Apatride, la minorité musulmane Rohingya est l’une des plus persécutées au monde selon les Nations Unies. Ils seraient près d’un million en Birmanie, résidant en grande majorité dans le nord de l’État d’Arakan. Privés de leur liberté de mouvement, l’accès aux soins, à l’éduction ou encore au marché du travail leur est donc limité. Ils subissent une campagne de violence systématique, rythmée de pics de violences les poussant à l’exode.

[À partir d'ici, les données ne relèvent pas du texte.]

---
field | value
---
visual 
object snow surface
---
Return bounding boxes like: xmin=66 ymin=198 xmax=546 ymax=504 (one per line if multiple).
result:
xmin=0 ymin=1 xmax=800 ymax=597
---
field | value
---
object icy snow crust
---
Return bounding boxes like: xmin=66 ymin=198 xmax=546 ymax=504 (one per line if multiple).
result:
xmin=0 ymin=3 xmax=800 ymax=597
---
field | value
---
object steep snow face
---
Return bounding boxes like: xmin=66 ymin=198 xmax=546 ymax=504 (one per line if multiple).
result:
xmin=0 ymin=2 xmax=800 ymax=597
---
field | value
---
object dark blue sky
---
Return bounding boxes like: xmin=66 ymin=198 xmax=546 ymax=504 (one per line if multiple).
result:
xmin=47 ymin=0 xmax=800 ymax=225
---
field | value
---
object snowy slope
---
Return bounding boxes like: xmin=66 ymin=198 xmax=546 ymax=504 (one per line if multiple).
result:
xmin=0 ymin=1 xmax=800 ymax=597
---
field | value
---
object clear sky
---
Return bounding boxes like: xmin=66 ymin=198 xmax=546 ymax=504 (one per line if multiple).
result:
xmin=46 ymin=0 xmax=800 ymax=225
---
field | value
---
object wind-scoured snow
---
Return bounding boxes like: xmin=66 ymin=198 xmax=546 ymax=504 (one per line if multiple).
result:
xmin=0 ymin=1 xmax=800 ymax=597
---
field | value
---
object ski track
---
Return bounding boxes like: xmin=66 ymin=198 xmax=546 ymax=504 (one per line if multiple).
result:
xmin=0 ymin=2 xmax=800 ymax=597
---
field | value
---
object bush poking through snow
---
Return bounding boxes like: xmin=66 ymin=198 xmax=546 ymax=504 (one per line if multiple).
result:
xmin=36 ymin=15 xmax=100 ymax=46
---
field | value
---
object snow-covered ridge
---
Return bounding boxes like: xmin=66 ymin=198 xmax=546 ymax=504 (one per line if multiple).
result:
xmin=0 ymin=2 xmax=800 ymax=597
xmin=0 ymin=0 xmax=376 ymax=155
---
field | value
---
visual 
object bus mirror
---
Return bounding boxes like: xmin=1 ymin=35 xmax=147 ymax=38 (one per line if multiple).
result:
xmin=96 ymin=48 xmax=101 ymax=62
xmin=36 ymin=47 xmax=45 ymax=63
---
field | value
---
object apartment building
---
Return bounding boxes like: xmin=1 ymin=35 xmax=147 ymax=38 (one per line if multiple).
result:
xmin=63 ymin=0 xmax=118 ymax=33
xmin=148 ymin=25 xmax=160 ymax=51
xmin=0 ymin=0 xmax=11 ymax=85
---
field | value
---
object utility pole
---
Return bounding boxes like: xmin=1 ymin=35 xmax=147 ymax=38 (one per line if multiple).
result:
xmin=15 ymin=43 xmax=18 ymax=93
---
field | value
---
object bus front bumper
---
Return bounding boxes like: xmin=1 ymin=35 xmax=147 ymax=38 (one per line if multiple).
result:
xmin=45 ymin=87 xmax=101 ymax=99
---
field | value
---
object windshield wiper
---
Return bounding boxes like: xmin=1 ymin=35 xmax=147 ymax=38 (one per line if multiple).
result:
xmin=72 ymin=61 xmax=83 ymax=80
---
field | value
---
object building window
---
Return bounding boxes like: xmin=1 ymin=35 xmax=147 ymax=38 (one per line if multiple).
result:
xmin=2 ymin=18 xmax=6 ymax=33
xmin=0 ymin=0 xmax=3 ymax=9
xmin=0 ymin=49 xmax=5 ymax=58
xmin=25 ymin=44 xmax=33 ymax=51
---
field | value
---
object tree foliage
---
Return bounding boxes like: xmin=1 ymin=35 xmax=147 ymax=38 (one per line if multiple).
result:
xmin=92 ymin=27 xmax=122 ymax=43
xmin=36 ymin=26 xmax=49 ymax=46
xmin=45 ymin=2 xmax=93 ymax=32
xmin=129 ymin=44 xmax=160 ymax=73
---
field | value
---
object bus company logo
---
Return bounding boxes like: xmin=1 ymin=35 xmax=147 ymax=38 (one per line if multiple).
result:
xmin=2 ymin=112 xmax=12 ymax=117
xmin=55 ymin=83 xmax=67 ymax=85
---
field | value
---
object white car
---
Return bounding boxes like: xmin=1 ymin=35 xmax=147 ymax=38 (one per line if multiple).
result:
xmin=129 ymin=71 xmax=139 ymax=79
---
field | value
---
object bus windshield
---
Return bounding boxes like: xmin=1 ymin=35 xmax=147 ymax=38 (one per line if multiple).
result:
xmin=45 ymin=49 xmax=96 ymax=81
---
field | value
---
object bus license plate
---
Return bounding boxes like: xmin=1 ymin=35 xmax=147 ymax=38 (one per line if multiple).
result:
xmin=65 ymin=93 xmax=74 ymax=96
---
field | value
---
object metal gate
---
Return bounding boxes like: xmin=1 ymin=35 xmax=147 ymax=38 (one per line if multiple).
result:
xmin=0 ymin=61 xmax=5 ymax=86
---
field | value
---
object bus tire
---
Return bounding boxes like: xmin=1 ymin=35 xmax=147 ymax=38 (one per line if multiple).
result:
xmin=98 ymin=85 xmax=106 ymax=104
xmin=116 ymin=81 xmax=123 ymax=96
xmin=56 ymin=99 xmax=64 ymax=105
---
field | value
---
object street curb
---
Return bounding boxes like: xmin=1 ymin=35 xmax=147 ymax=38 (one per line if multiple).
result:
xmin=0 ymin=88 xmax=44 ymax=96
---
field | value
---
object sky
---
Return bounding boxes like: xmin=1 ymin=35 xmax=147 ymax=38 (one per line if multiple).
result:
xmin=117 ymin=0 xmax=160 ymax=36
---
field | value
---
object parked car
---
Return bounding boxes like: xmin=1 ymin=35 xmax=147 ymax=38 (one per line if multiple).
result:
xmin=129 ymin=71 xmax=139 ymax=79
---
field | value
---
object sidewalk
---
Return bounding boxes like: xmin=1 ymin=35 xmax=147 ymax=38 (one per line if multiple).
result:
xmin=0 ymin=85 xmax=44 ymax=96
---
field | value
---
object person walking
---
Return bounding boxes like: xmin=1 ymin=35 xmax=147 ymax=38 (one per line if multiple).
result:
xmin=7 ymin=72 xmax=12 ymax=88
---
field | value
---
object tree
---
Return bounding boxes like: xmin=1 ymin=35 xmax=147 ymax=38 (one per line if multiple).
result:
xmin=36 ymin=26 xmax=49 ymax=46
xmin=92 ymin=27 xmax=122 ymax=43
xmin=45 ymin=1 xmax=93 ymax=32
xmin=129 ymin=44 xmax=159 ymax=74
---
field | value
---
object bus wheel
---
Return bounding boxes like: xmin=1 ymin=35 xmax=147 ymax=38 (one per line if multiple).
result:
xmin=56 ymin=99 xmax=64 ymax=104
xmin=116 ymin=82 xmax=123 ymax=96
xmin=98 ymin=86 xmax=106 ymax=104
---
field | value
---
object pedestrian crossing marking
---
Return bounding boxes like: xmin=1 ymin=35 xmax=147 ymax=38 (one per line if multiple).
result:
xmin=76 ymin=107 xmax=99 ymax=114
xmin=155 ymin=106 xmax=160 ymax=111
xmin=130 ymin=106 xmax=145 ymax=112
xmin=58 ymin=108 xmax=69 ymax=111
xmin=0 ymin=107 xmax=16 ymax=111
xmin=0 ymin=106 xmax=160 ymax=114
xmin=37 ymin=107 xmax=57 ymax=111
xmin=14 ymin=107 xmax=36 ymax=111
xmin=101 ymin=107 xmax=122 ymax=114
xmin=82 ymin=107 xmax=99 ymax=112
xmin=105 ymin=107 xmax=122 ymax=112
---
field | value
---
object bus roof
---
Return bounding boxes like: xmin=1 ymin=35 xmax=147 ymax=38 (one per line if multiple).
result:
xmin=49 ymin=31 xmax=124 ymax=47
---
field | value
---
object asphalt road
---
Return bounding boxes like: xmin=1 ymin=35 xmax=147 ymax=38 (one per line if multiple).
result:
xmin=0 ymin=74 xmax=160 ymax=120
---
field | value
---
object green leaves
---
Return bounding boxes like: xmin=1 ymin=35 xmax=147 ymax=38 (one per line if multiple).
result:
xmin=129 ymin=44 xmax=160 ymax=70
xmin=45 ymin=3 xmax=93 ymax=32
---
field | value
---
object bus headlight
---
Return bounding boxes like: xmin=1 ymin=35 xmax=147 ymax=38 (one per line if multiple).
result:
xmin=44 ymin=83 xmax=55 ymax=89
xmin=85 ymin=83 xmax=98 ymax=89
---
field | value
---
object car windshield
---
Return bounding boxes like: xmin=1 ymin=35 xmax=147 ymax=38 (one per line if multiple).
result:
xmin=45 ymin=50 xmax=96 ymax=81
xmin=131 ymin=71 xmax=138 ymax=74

Le dernier en date a débuté le 25 août dernier, avec des attaques de postes de contrôles, de postes de polices et d’une base de l’armée, menées par des individus soupçonnés d’avoir des liens avec le groupe insurrectionnel ARSA (l’Armée du Salutdes Rohingya d’Arakan). À la suite de ces attaques, les forces gouvernementales armées ont lancé une « opération de nettoyage » terriblement violente. Des témoignages recueillis par des observateurs de la situation font état d’abus similaires à ceux perpétrés après Octobre 2016, notamment des exécutions extra-judiciaires, des viols, des incendies intentionnels, des arrestations de masse ou encore des destructions de propriétés et de commerces. Alors que l’ONU avait documenté des violations des droits de l’Homme pouvant constituer des « crimes contre l’humanité » suite à ces exactions, la situation se répète, et l’armée continue d’agir en toute impunité.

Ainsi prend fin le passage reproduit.